“姐姐,以後俺是不是就看不見了?”
十四五歲的少年靠牆坐著,頭上纏著繃帶,一雙眼睛勒在裏麵,血水浸出來,濕噠噠的。
周晴剛幫他換過藥,瞧得很清楚,一雙眼睛已經被割爛了,確確實實是瞎了,“不要亂想,隻要按時換藥,聽大夫的話好好養著,過幾個月就能看到了。
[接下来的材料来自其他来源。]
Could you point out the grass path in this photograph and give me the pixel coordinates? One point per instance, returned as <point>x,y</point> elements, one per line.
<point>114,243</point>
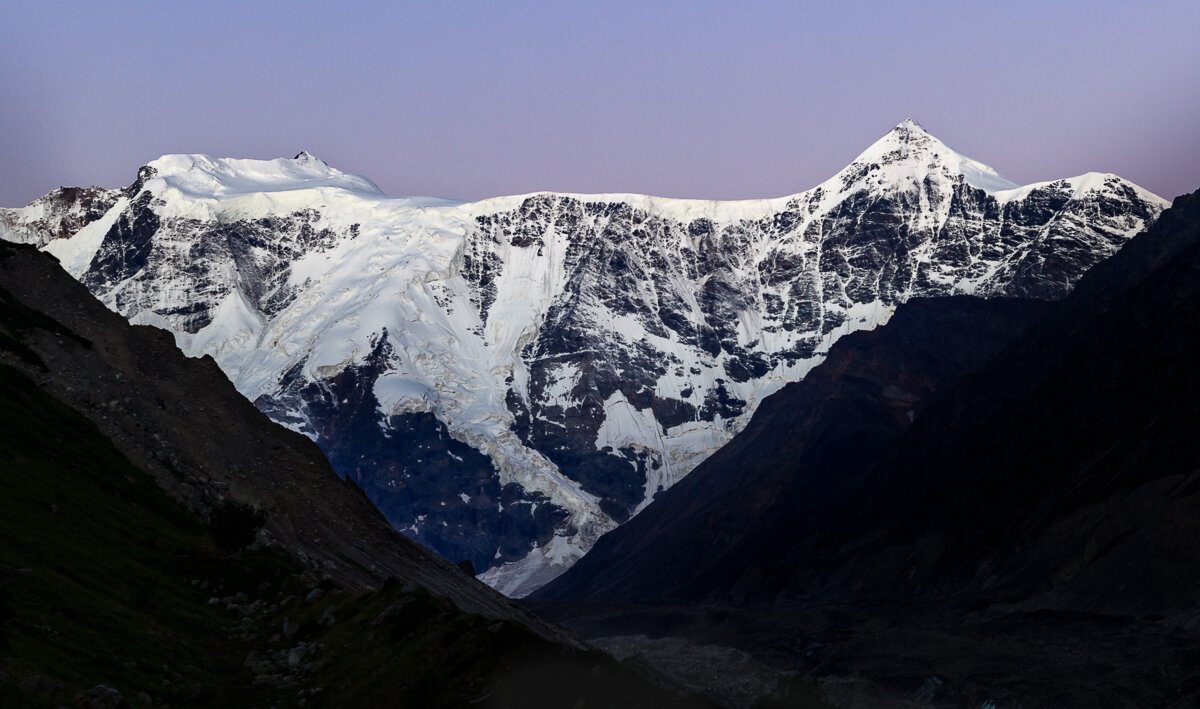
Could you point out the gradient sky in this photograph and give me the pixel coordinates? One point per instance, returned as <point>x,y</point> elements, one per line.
<point>707,100</point>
”
“嗯,俺聽話。”少年點點頭,抬手想摸眼睛,大概是痛了或者癢了,卻被周晴伸手攔住,“剛剛說過就忘了?現在還不能碰。”
兩人手腕碰了一下,少年趕忙縮手回去,靦腆又帶些尷尬地笑笑,“對不住,俺給忘了,姐姐別生氣……哎,俺又說錯話,姐姐這麽好,怎麽會生俺氣。”
周晴哼一聲,“不聽話就生氣。”
少年嗬嗬傻笑,手不自覺抬起來,又很快落回去,“姐姐一定很好看……生氣也好看,等俺眼睛好了,一定要好好看看姐姐。”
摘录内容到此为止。